Televisão de Espinho
- Country: Portugal
- Broadcast area: Espinho
- Headquarters: Espinho

Programming
- Language: Portuguese
- Picture format: 576i (4:3 SDTV)

Ownership
- Owner: Alberto Pinho

History
- Launched: 1987; 39 years ago
- Closed: 1988; 38 years ago

Availability

Terrestrial
- UHF analog: Channel 22

= Televisão de Espinho =

Televisão de Espinho, better known as Canal 22 (Channel 22), was a pirate television station broadcasting from Espinho. It operated for approximately one year.

==History==
Established by Alberto Pinho of Estúdios Nova Onda, owner of Rádio Nova Onda, the channel was reported to be in operation as early as May 1987. starting from 10pm. The line-up included a local news service, filmed reports and its key component, feature films. On Mondays it also aired highlights of S. C. Espinho matches. Lena Macedo was its continuity announcer who also promoted programs for the sister radio station.

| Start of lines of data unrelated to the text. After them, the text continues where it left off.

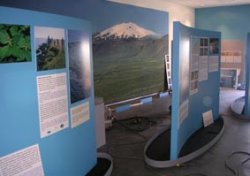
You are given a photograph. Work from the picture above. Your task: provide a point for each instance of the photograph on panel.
(15, 45)
(50, 52)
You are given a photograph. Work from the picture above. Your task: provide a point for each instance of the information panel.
(35, 95)
(196, 63)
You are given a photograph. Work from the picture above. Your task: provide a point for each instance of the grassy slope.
(128, 69)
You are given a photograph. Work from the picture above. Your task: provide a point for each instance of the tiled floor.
(126, 146)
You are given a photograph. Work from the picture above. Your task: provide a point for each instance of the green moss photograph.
(50, 52)
(15, 43)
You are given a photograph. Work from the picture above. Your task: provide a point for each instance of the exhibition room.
(125, 88)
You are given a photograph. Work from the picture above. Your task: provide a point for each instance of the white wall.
(176, 12)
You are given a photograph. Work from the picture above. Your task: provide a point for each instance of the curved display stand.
(237, 108)
(215, 131)
(103, 167)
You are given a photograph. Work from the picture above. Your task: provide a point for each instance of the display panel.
(50, 50)
(15, 44)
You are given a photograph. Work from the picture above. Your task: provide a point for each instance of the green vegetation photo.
(14, 43)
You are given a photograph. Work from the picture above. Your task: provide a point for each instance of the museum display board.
(46, 94)
(196, 81)
(247, 100)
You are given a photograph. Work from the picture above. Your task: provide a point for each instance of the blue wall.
(233, 21)
(204, 100)
(71, 151)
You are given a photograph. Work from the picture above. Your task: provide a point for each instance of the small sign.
(207, 118)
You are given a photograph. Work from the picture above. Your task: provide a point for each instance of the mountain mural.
(125, 31)
(128, 62)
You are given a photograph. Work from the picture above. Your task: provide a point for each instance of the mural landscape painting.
(128, 61)
(50, 50)
(79, 65)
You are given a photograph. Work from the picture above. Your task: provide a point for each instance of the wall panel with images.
(196, 81)
(46, 125)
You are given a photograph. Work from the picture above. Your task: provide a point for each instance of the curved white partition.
(171, 163)
(108, 157)
(237, 108)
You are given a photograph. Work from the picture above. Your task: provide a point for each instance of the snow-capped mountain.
(125, 31)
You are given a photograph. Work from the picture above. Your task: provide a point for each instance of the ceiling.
(209, 3)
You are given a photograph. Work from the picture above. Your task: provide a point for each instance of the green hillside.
(125, 69)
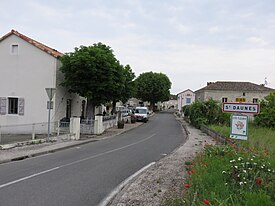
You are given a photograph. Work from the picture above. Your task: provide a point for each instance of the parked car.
(142, 114)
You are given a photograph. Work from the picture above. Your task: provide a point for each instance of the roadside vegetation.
(237, 173)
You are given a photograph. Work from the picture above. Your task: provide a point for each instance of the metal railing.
(28, 132)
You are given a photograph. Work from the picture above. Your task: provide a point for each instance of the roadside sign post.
(239, 126)
(50, 93)
(239, 121)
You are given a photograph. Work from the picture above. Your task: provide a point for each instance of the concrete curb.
(35, 154)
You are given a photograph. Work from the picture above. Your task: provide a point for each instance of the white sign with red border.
(247, 108)
(239, 127)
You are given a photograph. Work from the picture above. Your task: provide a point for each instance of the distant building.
(226, 91)
(186, 97)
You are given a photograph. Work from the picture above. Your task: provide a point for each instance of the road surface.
(85, 175)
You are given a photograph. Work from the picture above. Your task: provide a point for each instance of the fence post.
(98, 126)
(75, 127)
(33, 131)
(58, 128)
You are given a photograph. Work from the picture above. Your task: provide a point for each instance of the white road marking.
(72, 163)
(106, 200)
(28, 177)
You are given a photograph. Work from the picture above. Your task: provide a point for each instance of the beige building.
(224, 91)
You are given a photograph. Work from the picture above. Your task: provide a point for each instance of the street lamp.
(50, 93)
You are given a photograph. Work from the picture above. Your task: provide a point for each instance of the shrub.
(266, 118)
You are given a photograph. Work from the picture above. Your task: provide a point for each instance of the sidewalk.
(26, 151)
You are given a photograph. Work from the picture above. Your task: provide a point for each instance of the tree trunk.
(90, 109)
(114, 106)
(152, 106)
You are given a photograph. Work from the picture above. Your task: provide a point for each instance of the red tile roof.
(235, 86)
(37, 44)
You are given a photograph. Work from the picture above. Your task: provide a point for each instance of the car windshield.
(141, 111)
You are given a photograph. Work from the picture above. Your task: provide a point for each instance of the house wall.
(231, 95)
(182, 98)
(26, 75)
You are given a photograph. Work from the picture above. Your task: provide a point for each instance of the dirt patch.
(164, 179)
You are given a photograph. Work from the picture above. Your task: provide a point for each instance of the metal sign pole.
(50, 92)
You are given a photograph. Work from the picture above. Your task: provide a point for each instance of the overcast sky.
(191, 41)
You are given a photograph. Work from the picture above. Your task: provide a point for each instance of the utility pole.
(50, 93)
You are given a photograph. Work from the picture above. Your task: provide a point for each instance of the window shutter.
(3, 105)
(21, 105)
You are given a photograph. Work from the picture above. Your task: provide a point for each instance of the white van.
(142, 114)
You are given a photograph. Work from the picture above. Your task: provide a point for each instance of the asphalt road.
(85, 175)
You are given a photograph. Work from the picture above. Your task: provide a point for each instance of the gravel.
(164, 179)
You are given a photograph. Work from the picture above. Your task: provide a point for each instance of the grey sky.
(192, 41)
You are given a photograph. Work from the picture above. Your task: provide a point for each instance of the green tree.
(127, 86)
(153, 87)
(93, 72)
(266, 118)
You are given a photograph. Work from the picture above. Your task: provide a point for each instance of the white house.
(27, 67)
(227, 91)
(185, 97)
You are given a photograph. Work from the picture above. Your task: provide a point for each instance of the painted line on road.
(107, 200)
(75, 162)
(28, 177)
(108, 152)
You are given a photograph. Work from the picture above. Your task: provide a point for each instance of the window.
(224, 99)
(14, 49)
(13, 105)
(255, 100)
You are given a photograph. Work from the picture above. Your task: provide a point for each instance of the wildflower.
(193, 171)
(206, 202)
(258, 181)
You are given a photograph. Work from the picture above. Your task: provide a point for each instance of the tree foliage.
(266, 118)
(95, 73)
(206, 112)
(153, 87)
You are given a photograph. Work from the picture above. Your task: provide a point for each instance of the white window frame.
(11, 49)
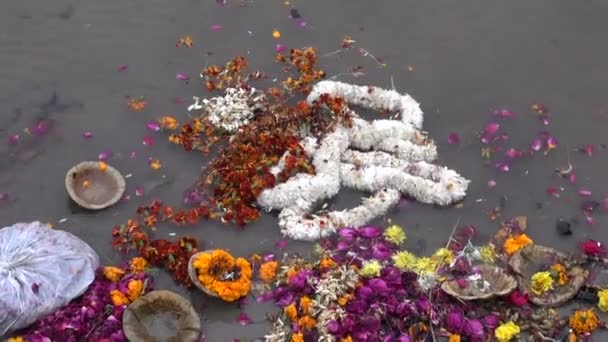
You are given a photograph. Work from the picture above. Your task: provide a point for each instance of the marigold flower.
(291, 312)
(138, 265)
(404, 260)
(268, 271)
(602, 296)
(371, 268)
(507, 331)
(515, 243)
(112, 273)
(307, 322)
(134, 289)
(541, 282)
(584, 321)
(118, 298)
(395, 234)
(306, 305)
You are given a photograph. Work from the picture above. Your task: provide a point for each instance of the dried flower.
(507, 331)
(371, 268)
(515, 243)
(541, 282)
(584, 321)
(395, 234)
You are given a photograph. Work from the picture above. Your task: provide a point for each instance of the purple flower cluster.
(90, 317)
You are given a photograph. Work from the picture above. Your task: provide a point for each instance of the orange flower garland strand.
(212, 267)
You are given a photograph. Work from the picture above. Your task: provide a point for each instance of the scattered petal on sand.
(453, 139)
(147, 141)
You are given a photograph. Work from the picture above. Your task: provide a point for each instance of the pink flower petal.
(182, 77)
(453, 139)
(584, 193)
(14, 139)
(148, 141)
(153, 126)
(281, 244)
(588, 150)
(280, 48)
(503, 113)
(243, 319)
(536, 145)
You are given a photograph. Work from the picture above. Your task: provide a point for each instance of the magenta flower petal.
(453, 139)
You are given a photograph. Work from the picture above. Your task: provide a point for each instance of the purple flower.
(474, 328)
(454, 322)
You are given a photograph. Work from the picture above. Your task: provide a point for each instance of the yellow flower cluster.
(584, 321)
(370, 269)
(212, 267)
(515, 243)
(506, 332)
(395, 234)
(541, 282)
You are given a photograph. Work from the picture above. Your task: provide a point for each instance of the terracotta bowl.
(93, 187)
(194, 277)
(161, 316)
(532, 259)
(495, 282)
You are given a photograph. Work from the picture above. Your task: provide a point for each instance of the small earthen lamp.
(94, 185)
(161, 316)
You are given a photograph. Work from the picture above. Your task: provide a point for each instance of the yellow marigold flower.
(560, 273)
(584, 321)
(454, 338)
(113, 273)
(307, 322)
(488, 253)
(444, 255)
(602, 303)
(118, 298)
(395, 234)
(515, 243)
(306, 305)
(541, 282)
(291, 312)
(268, 271)
(506, 332)
(135, 288)
(138, 265)
(371, 268)
(404, 260)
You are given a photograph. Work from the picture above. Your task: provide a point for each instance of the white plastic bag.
(41, 269)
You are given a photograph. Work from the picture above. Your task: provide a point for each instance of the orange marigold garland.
(173, 256)
(224, 275)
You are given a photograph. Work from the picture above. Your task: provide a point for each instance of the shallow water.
(59, 61)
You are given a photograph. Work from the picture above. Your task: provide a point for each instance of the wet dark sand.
(58, 61)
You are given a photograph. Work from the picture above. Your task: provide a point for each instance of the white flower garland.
(233, 110)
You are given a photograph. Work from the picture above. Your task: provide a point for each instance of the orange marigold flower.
(118, 298)
(138, 265)
(113, 273)
(584, 321)
(515, 243)
(305, 305)
(291, 312)
(307, 322)
(268, 271)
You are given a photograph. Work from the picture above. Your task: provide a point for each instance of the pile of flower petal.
(97, 314)
(364, 286)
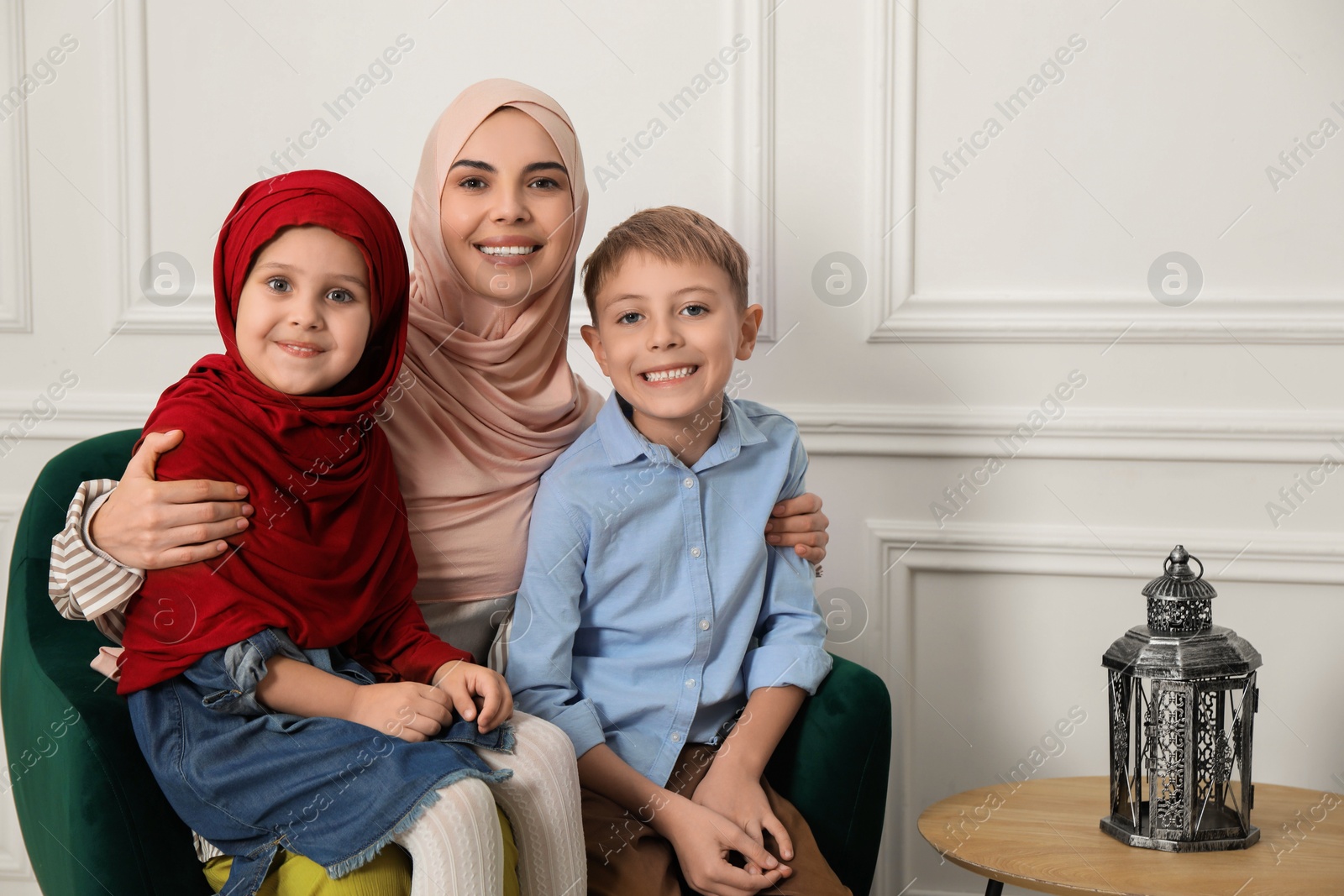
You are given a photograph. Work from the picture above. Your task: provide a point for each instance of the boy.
(651, 616)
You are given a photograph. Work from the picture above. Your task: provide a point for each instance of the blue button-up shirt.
(651, 606)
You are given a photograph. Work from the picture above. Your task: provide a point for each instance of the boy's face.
(667, 335)
(304, 313)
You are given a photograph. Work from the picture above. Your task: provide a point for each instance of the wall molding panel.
(904, 315)
(15, 271)
(127, 94)
(890, 430)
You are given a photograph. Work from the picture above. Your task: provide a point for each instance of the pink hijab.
(494, 401)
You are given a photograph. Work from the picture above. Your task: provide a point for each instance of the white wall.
(987, 285)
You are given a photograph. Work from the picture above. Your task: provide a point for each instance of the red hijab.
(328, 553)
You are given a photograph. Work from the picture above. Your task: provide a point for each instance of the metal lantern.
(1183, 705)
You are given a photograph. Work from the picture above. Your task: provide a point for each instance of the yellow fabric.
(389, 873)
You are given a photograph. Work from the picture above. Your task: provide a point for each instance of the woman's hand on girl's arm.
(799, 523)
(156, 526)
(405, 710)
(476, 692)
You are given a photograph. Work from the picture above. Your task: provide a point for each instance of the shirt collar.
(624, 443)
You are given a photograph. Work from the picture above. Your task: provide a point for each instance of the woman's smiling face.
(507, 212)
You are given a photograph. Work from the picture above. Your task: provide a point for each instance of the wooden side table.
(1046, 836)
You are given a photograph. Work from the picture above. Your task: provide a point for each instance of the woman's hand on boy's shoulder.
(800, 524)
(476, 692)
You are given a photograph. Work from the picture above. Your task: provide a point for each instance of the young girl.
(289, 694)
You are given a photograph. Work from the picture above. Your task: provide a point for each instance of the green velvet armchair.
(94, 821)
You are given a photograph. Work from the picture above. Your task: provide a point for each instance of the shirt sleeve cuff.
(84, 584)
(581, 723)
(776, 667)
(98, 495)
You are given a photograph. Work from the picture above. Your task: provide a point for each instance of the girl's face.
(506, 212)
(304, 313)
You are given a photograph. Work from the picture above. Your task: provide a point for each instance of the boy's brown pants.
(627, 857)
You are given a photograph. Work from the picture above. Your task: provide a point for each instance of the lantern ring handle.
(1168, 563)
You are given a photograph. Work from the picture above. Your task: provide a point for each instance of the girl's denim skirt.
(250, 781)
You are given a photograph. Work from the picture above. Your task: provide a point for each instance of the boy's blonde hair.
(671, 234)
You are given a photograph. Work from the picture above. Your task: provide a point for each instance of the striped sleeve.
(85, 584)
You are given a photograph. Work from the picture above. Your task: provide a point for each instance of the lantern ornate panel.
(1183, 703)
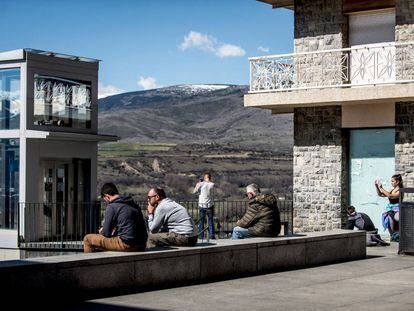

It is not known when exactly did the station start and when did it end. A November 2020 article chronicling the history of local broadcasting in Espinho published on Defesa de Espinho claims that the station was on air for "practically one year", implying that the station closed in the early months of 1988. Unlike other pirate stations, the station shut down due to fears that its equipment would be destroyed by the authorities. Local radio continued in Espinho until 2011, when the last station was sold off to Rádio 5.